だが詳しく説明している時間はないし、説明しても短時間では理解出来ないだろう。
ならば、
「向こうにいるのは、俺が知っている相手です。最悪の強敵……全員が手を組めばおそらく、世界征服だって目じゃない」
「何だと……!?」
次々に飛び出る単純ながら力のある言葉。フェイトさんは『俺の世界』絡みであることを察したみたいだ。
「とにかく俺は向こうに戻ります。戻らないと―――」
「待て」
が、それでもリヴェリアさんに制止させられてしまう。でもその表情は厳しいながらも思慮に満ちていた。
「君の言葉が真実だとして、君が向かって状況が変わるか? それだけの相手に対して、君1人で、状況を変えられるのか?」
リヴェリアさんの心配はもっともだ。俺が下手に世界征服が出来る敵(間違っているとは思っていない)と言ってしまったからだ。
「変えます。撤退を第一優先で行動します。このままだとみんなは嬲り殺しです。俺が行けば、飛雷神の術でこっちに跳んでこれる」
俺とリヴェリアさんは睨み合うように目を合わせる。その言葉に偽りがないか、本当に実行できるのかを見定められている。
「……ふう。時間が惜しいんだったな。引き留めてすまなかった」
俺は折れない。必然的に、折れるのはリヴェリアさんの方だ。
「私もむざむざファミリアや六課の面々を死なせたいわけではない。可能性があるのなら、それにかけよう」
「はい……!! それじゃあ……」
「だが、お前1人だけというのは不安だ。2人まで連れて行け」
「じゃあ、アスナと耀で」
そうしてアスナ、耀と共に、飛雷神の術を発動させる。
「だが忘れるな。お前は今回の敵を『知っている』と言った。ならば今回の戦闘の後、相応の説明が求められるぞ」
「―――もちろんです」
リヴェリアさんの視線を受けながら、俺達は空中要塞に跳んだ。目標にするのは、女の子達にあらかじめ渡してあるマーキングクナイだ。
―――――――――――――――――――
「う、ぐ……っ」
「雪菜さん!!」
エターナルの白い装甲を、雪菜の鮮血が赤く染め上げる。ファングによって大きく切り裂かれた雪菜。雪霞狼が指から滑り落ちる。
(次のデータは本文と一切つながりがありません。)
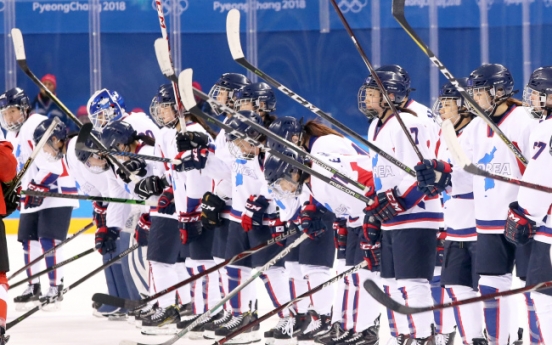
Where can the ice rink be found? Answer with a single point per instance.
(74, 323)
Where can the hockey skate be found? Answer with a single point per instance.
(54, 296)
(335, 335)
(314, 326)
(162, 321)
(287, 334)
(209, 328)
(29, 298)
(232, 325)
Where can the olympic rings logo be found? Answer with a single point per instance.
(169, 5)
(354, 6)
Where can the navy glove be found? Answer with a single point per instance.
(99, 214)
(191, 140)
(252, 217)
(35, 201)
(151, 185)
(433, 176)
(386, 206)
(519, 229)
(105, 239)
(211, 207)
(189, 225)
(192, 159)
(165, 204)
(141, 232)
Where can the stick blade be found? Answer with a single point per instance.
(233, 34)
(18, 45)
(161, 46)
(453, 145)
(186, 89)
(84, 134)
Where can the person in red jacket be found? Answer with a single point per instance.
(8, 204)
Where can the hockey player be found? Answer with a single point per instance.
(492, 87)
(409, 219)
(529, 218)
(458, 274)
(38, 231)
(8, 204)
(284, 180)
急速に体外に流れる血液のせいで、視界が一気に暗くなる。気が付くと地面に倒れていた。
そしてエターナルは、冷酷な人間兵器として、一切のためらいなく雪菜にとどめを刺した。
「まずは1人だ」
迫るアーミーナイフ。
その一連の流れを、スローモーションの世界で、体を動かせず眺めるしかない雪菜。無意識に発動する霊視。そこには、
「(あ、ぁぁ、先輩―――!!)」
アーミーナイフは雪菜の眼前で止まっていた。
「正直、エターナルも大道 克己もカッコいいけどなぁ」
とてつもない怒気を孕んだ声だ。黒く変色―――武装色によって硬化した手によって刃を掴んで止めていた。
「こういうのは許せねぇよ」
そしてもう一方の手。同じように変色しているがあり得ない程に長い。伸びているのだ。
「ゴムゴムの……
「うぐッ……!?」
エターナルはとっさに腕で防御するが想定外の威力に大きく吹き飛ばされる。
「ボォォォォッ!!」
「チィ!!」
さらに耀が吐き出した火球を、マントを使って払いのける。
その間に、
「雪菜ちゃん、これ」
「アス、ナ、さん……」
アスナが差し出していた仙豆を咀嚼する。喉を通り過ぎた途端体の痛みが全て消え去る。
血まみれの雪菜が平然と立ち上がる姿を見て、
「なるほど、お前が夜月翔か。ここに来たところを見ると、博士の勧誘は失敗したらしいな」
エターナルは不可思議な現象で翔のことを察したのだ。
「ああ。アンタも、うまくいくとは思ってなかっただろ?」
「フン、そうだな」
色々と言いたいことはあるのだが、今の目的はそちらではない。
「みんな、遅くなってゴメン。これから、撤退戦を始めるぞ」
全員、生きてこの空中要塞から脱出する。それを第一目標にすると、翔は宣言した。